Kafka and event streaming: what a manager needs to understand
A plain explanation of why companies are switching to event-driven data flows, what Kafka actually does, and when it is worth the complexity.
A year ago I could explain Kafka to a CTO and skip it with everyone else. That has changed. Event streaming keeps coming up in vendor proposals, architecture reviews, and hiring discussions. If your team is building anything that moves data between systems in near-real time, you will hear about Kafka or one of its relatives sooner or later.
This is not a technical tutorial. It is a framing for decision-makers who need to ask the right questions.
What problem event streaming solves
Classic data integration looks like this: system A writes to a database, a scheduled job reads from that database and copies records to system B, system B processes them on the next run. It works. It also means data is always somewhat stale, coupling between systems is tight, and adding a third consumer means touching A or B.
Event streaming flips this. System A publishes events - "order created", "payment confirmed", "stock level changed" - to a shared log. Any system that cares about those events subscribes and reads them in its own time. A is not aware of B or C. The log is the contract.
Kafka is the most widely deployed system for maintaining that shared log at scale. It is durable, fast, and designed to handle millions of events per second across many consumers.
What Kafka is not
Kafka is not a database. It does not replace your operational systems or your data warehouse. It is a transport and a short-to-medium term buffer, not a system of record.

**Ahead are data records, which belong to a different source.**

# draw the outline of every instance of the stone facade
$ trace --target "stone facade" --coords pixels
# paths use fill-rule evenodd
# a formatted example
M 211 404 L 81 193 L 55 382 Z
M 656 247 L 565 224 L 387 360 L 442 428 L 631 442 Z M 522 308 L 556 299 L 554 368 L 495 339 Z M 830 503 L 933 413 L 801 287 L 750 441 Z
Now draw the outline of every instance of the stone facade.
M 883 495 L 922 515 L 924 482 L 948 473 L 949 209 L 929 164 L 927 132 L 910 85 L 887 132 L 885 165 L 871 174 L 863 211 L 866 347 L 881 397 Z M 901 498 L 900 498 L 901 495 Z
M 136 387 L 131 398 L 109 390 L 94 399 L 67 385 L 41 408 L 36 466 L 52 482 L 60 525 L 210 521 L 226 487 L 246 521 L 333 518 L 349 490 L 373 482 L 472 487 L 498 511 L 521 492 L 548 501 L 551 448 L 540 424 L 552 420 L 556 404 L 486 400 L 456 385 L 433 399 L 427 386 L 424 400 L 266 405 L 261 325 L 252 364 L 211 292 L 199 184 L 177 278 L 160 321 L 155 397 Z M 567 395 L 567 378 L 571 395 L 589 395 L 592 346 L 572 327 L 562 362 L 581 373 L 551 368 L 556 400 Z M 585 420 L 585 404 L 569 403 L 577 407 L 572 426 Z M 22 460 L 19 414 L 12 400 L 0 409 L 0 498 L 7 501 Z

Kafka is also not a message queue in the classical sense. A queue typically deletes a message once it is consumed. Kafka keeps the event log for a configurable retention period - hours, days, weeks - and any consumer can replay from any point. This is what makes it useful for rebuilding derived data stores, debugging integration failures, or adding new consumers without touching producers.
When the complexity is justified
Event streaming adds real operational complexity: cluster management, schema evolution, monitoring consumer lag, handling replay and ordering guarantees. None of that is free. I have seen teams reach for Kafka when a simple webhook or a shared database table would have served them fine for years.
The pattern that genuinely justifies the investment:
- three or more systems need the same data as it changes;
- latency matters - minutes are too slow;
- consumers have different processing speeds and must not block each other;
- audit trail and replay are a business requirement, not a nice-to-have.
If only two of those are true, think twice. If none are true, do not introduce the complexity at all.
What to ask your team
When an architect or a vendor proposes Kafka, the useful questions are:
- How many consumers will read these events on day one, and how many realistically in a year?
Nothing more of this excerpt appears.